1) Content supply: External disruptors such as regulatory policies are gradually stabilizing, content production and launch are back on track. Continuous production capacity for large-scale, industrialized quality content has become key and is expected to accelerate implementation, while multi-modal monetization around core IP may enter a period of rapid development.

2) Profit leverage: The transformation of cost reduction and efficiency in the past two years has come to an end or is nearing its end. The marginal profit release brought about by cost reduction has declined, and the industry has returned to focus on the revenue-side growth brought about by the business itself and the profit leverage of the business model.

3) AI empowerment: AI applications may enter the implementation period, gradually extending from empowering content production to improving the consumer experience of users. Focus on the progress of media industry-related companies from AI technology reserves to implementation of application scenarios and business boundary expansion.

4) M&A integration: Considering that IPOs for media companies are still difficult and that the industry has entered a stage of slow development, industry integration in the form of corporate mergers and acquisitions or talent flows may enter a period of acceleration.

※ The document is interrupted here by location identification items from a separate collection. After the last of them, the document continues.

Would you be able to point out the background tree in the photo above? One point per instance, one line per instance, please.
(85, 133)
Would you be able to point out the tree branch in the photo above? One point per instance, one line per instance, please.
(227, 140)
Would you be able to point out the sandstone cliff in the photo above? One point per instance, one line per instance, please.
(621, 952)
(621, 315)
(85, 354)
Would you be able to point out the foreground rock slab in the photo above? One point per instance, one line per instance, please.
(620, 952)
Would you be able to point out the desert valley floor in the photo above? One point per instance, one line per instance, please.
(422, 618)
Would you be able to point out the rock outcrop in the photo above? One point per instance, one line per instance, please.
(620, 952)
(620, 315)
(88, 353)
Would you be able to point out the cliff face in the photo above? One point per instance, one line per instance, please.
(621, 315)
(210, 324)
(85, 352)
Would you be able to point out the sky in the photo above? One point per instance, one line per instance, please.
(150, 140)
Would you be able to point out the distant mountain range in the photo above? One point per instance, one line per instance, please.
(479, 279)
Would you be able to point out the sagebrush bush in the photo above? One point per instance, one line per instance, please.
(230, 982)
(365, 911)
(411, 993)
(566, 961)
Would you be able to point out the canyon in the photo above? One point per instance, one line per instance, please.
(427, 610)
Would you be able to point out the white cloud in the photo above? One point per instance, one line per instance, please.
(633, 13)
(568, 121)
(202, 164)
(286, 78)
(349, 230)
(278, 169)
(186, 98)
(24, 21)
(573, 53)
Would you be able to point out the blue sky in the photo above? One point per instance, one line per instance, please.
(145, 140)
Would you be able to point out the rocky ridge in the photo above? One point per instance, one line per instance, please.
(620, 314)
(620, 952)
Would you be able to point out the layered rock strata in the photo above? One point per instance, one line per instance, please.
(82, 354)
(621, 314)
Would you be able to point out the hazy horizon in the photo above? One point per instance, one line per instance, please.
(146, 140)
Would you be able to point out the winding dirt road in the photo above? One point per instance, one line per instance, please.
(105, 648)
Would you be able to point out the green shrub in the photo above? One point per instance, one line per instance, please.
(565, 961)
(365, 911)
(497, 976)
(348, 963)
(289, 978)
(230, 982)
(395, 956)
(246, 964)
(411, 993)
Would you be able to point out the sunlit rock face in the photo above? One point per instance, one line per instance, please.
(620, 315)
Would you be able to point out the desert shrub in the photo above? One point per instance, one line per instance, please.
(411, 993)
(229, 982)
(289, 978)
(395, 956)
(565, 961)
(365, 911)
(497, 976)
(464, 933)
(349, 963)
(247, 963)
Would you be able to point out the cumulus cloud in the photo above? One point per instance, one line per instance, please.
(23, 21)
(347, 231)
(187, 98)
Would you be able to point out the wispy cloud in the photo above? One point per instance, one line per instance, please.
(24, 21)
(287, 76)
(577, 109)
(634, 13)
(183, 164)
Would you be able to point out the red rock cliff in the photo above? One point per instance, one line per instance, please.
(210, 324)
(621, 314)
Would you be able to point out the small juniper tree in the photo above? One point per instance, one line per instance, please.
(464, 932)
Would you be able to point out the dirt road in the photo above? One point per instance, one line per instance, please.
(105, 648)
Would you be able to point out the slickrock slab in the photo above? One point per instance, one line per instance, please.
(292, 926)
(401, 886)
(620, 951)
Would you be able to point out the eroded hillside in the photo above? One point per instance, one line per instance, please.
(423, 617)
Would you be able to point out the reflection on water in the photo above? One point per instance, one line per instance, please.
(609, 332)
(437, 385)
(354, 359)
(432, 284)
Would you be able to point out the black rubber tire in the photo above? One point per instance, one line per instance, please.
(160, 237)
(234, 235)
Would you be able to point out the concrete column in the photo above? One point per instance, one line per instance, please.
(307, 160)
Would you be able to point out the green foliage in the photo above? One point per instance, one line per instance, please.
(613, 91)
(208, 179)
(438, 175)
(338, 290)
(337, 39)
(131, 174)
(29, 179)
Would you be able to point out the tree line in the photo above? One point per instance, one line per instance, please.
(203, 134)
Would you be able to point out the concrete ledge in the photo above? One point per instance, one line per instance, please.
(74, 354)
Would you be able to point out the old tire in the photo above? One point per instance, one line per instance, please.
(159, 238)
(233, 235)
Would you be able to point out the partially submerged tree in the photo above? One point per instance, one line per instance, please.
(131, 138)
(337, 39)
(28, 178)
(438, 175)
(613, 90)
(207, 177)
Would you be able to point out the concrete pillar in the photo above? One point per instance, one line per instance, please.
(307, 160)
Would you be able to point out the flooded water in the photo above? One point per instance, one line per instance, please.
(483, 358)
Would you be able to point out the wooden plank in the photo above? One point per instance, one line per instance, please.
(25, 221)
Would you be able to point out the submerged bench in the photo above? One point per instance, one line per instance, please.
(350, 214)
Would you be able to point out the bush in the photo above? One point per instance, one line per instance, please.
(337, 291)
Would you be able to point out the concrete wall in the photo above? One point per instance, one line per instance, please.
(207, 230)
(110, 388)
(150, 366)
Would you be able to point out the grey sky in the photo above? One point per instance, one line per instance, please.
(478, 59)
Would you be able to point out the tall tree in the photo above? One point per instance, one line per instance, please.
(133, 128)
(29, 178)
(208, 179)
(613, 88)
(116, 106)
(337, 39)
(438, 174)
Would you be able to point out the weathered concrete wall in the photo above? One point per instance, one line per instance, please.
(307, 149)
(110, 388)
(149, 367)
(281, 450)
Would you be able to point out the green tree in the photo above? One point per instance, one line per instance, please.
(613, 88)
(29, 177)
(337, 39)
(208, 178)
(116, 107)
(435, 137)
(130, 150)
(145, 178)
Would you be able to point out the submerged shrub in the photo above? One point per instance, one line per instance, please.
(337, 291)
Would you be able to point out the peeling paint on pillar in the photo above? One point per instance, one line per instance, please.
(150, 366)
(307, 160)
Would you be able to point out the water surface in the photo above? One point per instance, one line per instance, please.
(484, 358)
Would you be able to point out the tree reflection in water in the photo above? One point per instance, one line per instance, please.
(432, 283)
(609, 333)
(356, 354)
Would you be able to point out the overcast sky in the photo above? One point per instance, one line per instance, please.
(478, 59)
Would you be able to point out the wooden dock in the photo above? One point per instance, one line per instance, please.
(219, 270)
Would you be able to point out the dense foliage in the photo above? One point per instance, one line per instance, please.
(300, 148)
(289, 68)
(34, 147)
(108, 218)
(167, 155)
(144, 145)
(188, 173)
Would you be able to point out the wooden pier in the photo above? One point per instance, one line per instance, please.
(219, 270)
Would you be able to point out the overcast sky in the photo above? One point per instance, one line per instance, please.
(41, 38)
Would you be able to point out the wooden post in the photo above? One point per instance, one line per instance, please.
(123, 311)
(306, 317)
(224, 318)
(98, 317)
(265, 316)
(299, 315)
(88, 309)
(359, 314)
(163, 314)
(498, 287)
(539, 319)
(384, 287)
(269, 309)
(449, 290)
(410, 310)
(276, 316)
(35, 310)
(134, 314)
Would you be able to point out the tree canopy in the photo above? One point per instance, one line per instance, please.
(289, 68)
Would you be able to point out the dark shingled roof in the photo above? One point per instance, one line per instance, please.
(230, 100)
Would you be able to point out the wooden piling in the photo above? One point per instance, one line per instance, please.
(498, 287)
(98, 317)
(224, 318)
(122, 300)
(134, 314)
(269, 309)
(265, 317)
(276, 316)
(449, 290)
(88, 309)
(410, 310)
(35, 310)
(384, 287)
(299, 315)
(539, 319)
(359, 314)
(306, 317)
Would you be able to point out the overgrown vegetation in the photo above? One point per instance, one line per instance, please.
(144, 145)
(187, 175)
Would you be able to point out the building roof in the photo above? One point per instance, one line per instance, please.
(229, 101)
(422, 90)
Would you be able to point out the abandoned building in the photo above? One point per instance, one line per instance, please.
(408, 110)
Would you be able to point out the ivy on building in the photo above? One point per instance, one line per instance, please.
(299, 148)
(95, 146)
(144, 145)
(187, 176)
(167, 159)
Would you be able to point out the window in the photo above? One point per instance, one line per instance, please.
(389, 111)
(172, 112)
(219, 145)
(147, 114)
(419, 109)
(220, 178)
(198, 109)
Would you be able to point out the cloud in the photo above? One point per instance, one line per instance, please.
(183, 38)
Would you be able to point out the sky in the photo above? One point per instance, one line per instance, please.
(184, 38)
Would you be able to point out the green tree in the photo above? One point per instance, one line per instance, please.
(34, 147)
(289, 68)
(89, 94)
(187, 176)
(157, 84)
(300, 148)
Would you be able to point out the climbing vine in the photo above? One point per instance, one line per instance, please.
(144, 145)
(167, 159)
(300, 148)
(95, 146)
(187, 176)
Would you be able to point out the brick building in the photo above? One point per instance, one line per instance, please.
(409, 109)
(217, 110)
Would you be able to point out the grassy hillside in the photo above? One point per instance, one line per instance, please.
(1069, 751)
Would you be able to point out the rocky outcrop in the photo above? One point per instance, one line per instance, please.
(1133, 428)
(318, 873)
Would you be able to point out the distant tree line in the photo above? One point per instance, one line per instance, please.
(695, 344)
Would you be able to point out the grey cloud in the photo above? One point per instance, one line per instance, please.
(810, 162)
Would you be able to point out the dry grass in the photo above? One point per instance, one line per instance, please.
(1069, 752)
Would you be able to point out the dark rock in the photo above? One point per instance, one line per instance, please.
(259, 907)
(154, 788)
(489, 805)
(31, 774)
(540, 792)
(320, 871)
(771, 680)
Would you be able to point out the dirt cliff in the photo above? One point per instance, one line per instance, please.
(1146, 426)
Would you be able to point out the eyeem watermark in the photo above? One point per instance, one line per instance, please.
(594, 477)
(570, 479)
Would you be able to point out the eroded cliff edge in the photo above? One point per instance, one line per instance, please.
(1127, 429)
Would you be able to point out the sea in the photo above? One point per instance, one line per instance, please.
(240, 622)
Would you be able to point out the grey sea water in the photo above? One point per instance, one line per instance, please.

Based on the above analysis, the bank believes that leading companies in various industry segments continue to have advantages in terms of business scale, technical reserves, and capital operation. Looking at industry comparisons, digital media and online games have an overall advantage in terms of business models. Under mature business formats, the appeal and monetization capacity of high-quality content continues to expand, and new technology applications are also expected to be the first to be implemented; social communities are gradually balancing profit and loss and moving towards a normalized profit range; the marketing and advertising sector focuses on leading performance of high-quality media channels in a pro-cyclical manner; film and television theaters focus on quality content and service supply and channel integration opportunities; book publishing focuses on steady growth, high dividend value, and flexible space for education informatization; cable radio and television focuses on development opportunities under the “Article 181” policy.

Risk warning: declining macroeconomic sentiment, changes in industry regulatory policies, and changes in preferential tax policies.